Закрывал дьяк руками лицо: «Вот он един-с».
И, вдруг развернув на обе щеки ладони, сияя покрасневшим от жертвы Бахусу носом: «А вот он, между протчим, и троичен в естестве-с».
Как-то, идя за книжкой в библиотеку, Глеб Иванович наткнулся на эти увеселения, пришел в мгновенную ярость, схватил, что мелькнулось в глаза, – большой хлебный нож и кинулся на отца.
Все помертвели. Старик вовремя отскочил. Очень бледный, сказал: «Уважаю вас, Глеб Иванович, и при вас скоморошить не стану».
Слово сдержал, но до последнего приезда из Академии сына звал его на «вы» и по имени-отчеству, как бы тем закрепляя свое от него отчуждение.
Багрецов так погрузился в прошлое, что очнулся, лишь споткнувшись об обломок капители, нежданно забелевший в изумрудной зелени.

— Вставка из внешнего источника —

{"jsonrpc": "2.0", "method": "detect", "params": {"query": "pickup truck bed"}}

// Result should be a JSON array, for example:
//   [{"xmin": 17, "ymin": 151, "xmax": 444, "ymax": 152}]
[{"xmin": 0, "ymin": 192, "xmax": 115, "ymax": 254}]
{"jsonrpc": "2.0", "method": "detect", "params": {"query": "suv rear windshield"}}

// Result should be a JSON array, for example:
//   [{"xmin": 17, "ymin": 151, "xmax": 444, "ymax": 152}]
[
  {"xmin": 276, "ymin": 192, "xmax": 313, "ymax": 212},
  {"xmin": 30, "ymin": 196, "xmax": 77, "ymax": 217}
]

Он уже давно был в парке княгини и беззаконно топтал ее чудесные травы, сбившись с тропы. Багрецов решил войти в виллу без доклада, почему-то уверенный, что встретит княгиню в парке. И правда: белое платье уже мелькнуло ему в четырехугольном дворике, обсаженном густо лозами.
Княгиня была одна на скамейке. В руках она держала кожаную золотообрезную книгу. «Фома Кемпийокий», – угадал Багрецов. Глаза ее смотрели вдаль, в голубое Альбано, и полны были грусти невыразимой.
Уважая ее печаль, Багрецов в нерешимости остановился. Княгиня сама его увидала. Обыкновенно столь сдержанная, ушедшая в свою особую жизнь, она вдруг в детской доверчивости, как бы не в силах удержать радость, пошла к нему навстречу, протянув обе руки.
Багрецов смутился, что княгиня по близорукости его спутала с кем-либо иным и сейчас он попадет в гнуснейшее положение, определяемое французами непереводимым словом – ridicule.
Изумление его возросло, когда княгиня заговорила:
– О, как хорошо, что это именно вы, вы – русский, и через Татищевых будто бы даже родной. Не правда ли? К тому же образ вашего батюшки со мной навсегда…
Она улыбнулась тою улыбкой, которая, должно быть, некогда кружила головы поэтам, и проговорила с нежною грустью:
– Есть минуты, когда сердце так слабо, что хочет только родного по языку, родного по крови, по родине.
Багрецов вмиг представил себе лицо ее молодым, как он видел его на картине Брюллова: огромные, голубые как небо глаза, сияющие, ликующие вдохновением, золотистые, отлетевшие под зефиром кудри, благородство и нежность сверкающего умом белоснежного лба и эта несравненная легкость, как бы крылатость и сейчас тонкого, стройного стана.
– Предо мной воскресло мое прошлое с такой силой, какой я в нем и предположить не могла. И знаете что? Москва и два вечера у нас, на Тверской… Но присядем здесь.
Она опустилась на скамью в густой беседке вьющихся роз.